Recently, we identified somatic mutations in the RAS-family small GTPase gene RIT1 in 2.4% (10/413) of lung adenocarcinoma tumors. Mutation of RIT1 is mutually exclusive with other oncogenic mutations in the receptor tyrosine kinase/RAS pathway, suggesting that RIT1 mutations are rare driver mutations in lung adenocarcinoma. Oncogenic RIT1 mutations cluster in the switch II domain of the protein and are observed not only in lung adenocarcinoma but also in myeloid malignancies, breast carcinoma, cervical carcinoma, and in the germline of Noonan syndrome patients. Here we functionally characterize 26 RIT1 point mutations and in-frame insertions/deletions in murine fibroblasts and human immortalized lung epithelial cells and find that the majority of somatic RIT1 mutations are able to transform cells. Furthermore, we identified a human lung cancer cell line, NCI-H2110, with an endogenous RIT1 p.M90I mutation. Knockdown of RIT1 in NCI-H2110 cells revealed the role of RIT1 in regulation of PI3K and MEK signaling. Consistently, combination PI3K/MEK inhibition could inhibit cellular transformation induced by ectopic expression of mutated RIT1. Furthermore, PI3K inhibition suppressed in vivo growth of NCI-H2110 cells. These data identify RIT1 as an oncogene and nominate combined PI3K and MEK inhibition as a therapeutic strategy in RIT1-mutated cancers.

This abstract is also presented as Poster A04.
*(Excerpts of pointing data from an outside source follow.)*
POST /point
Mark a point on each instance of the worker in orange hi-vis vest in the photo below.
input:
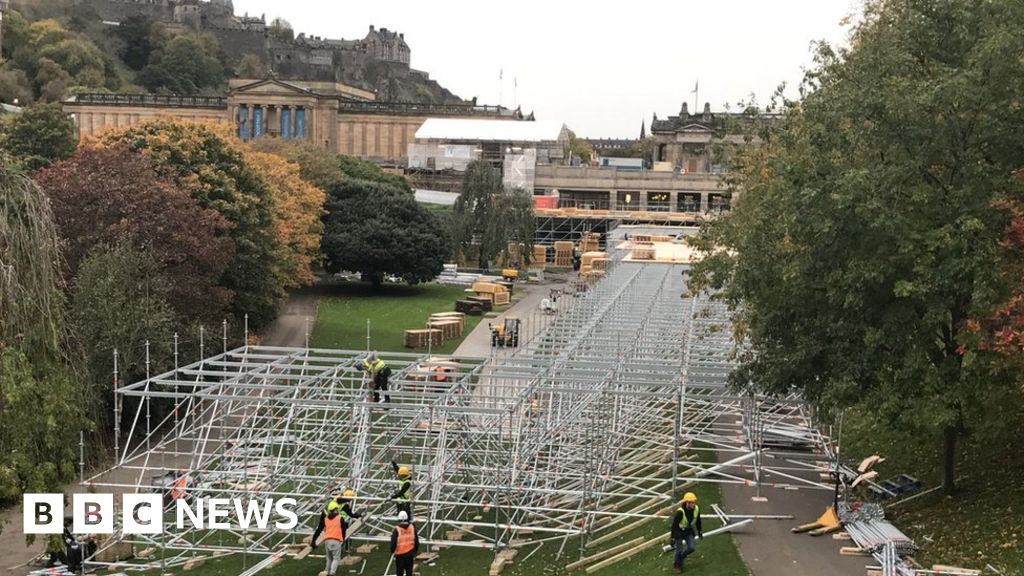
(334, 535)
(404, 545)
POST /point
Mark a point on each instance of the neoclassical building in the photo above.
(340, 118)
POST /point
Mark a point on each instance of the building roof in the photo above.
(489, 130)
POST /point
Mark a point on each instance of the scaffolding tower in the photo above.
(586, 429)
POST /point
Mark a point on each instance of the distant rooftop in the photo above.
(489, 130)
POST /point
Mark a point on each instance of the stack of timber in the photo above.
(642, 251)
(450, 328)
(456, 316)
(540, 258)
(498, 294)
(470, 306)
(563, 254)
(424, 338)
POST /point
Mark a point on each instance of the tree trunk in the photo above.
(949, 459)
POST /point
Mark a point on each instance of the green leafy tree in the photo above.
(184, 67)
(39, 135)
(491, 217)
(43, 405)
(866, 235)
(119, 302)
(281, 29)
(360, 169)
(136, 38)
(251, 67)
(14, 87)
(15, 33)
(208, 161)
(376, 229)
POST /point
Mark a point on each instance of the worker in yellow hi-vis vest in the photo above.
(685, 526)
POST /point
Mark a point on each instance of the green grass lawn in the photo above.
(341, 318)
(983, 524)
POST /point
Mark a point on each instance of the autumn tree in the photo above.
(377, 229)
(488, 216)
(298, 206)
(43, 407)
(39, 135)
(105, 197)
(865, 237)
(208, 162)
(317, 166)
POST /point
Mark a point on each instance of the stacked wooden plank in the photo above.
(458, 316)
(486, 302)
(424, 338)
(498, 294)
(563, 254)
(540, 258)
(470, 306)
(450, 328)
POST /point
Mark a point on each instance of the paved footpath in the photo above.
(770, 548)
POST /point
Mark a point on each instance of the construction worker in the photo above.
(685, 525)
(347, 513)
(404, 545)
(334, 535)
(403, 495)
(378, 372)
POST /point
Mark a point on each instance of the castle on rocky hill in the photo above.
(379, 62)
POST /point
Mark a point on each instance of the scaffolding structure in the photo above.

Citation Format: Alice H. Berger, Fujiko Duke, Marcin Imielinski, Nathan Kaplan, Jeremiah Wala, Geng-Xian Shi, Douglas A. Andres, Matthew Meyerson. Recurrent oncogenic mutations in the small GTPase RIT1 activate PI3K and MEK. [abstract]. In: Proceedings of the AACR-IASLC Joint Conference on Molecular Origins of Lung Cancer; 2014 Jan 6-9; San Diego, CA. Philadelphia (PA): AACR; Clin Cancer Res 2014;20(2Suppl):Abstract nr PR02.